The answer is from their government. The new US government appears pleased to have made all Americans subservient paupers groveling for scraps, low wage jobs, and sharing their lost wealth with the world's other failed and never-once-successful people.

GM's near-bankruptcy condition is linked directly to decades of unworthy home borrowers demanding money and today defaulting in massive numbers on their commitments.

When there is no confidence, there is little lending. When there is little lending, businesses shut down. When businesses shut down, people lose jobs.


This situation may seem unbelievable to you reading this example of good-natured American generosity gone awry. US government legislated and mandated lending to unworthy home-borrowers is resulting in many unworthy people defaulting. That there could be so many unworthy borrowers in America seems obscene and antithetical to the American work ethic. How might there be so many Americans who purchased homes, signed contracts promising to repay the money, and now simply defaulting and walking away from their homes -- and obligations?

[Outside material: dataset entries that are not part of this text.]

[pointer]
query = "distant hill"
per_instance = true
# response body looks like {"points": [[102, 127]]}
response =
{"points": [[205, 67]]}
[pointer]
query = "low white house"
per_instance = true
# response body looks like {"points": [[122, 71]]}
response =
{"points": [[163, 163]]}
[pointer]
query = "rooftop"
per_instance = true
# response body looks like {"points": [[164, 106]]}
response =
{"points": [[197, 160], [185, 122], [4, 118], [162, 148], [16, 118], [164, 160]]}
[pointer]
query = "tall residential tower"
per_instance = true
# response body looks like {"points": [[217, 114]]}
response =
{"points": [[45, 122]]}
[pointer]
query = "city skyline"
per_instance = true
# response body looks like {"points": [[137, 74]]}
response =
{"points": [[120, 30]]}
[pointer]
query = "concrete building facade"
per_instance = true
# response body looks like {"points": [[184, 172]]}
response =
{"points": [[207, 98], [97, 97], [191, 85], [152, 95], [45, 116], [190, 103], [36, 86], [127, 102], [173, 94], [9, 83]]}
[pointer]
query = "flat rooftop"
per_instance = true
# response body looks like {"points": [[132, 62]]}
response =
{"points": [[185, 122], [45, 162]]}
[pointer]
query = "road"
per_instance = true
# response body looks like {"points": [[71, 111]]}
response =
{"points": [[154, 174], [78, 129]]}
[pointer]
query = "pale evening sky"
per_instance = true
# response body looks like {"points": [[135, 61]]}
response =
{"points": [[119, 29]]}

Welcome to the New America wherein large numbers of people who are unworthy borrowers are also unworthy Americans.

If you do business today, do not be fooled into trusting in contracts, promises, handshakes, or smiles. Even bank wire transfers are not solidly irreversible. Cash only & beware of counterfeit. For checks, allow at least five business days for any check to clear before delivering goods & services.

We live in a Crisis Of Confidence in banking and in all finance and personal interaction.

Today cash is only backed by the "full faith and credit of the United States". You decide how much longer that will be worthy of your trust.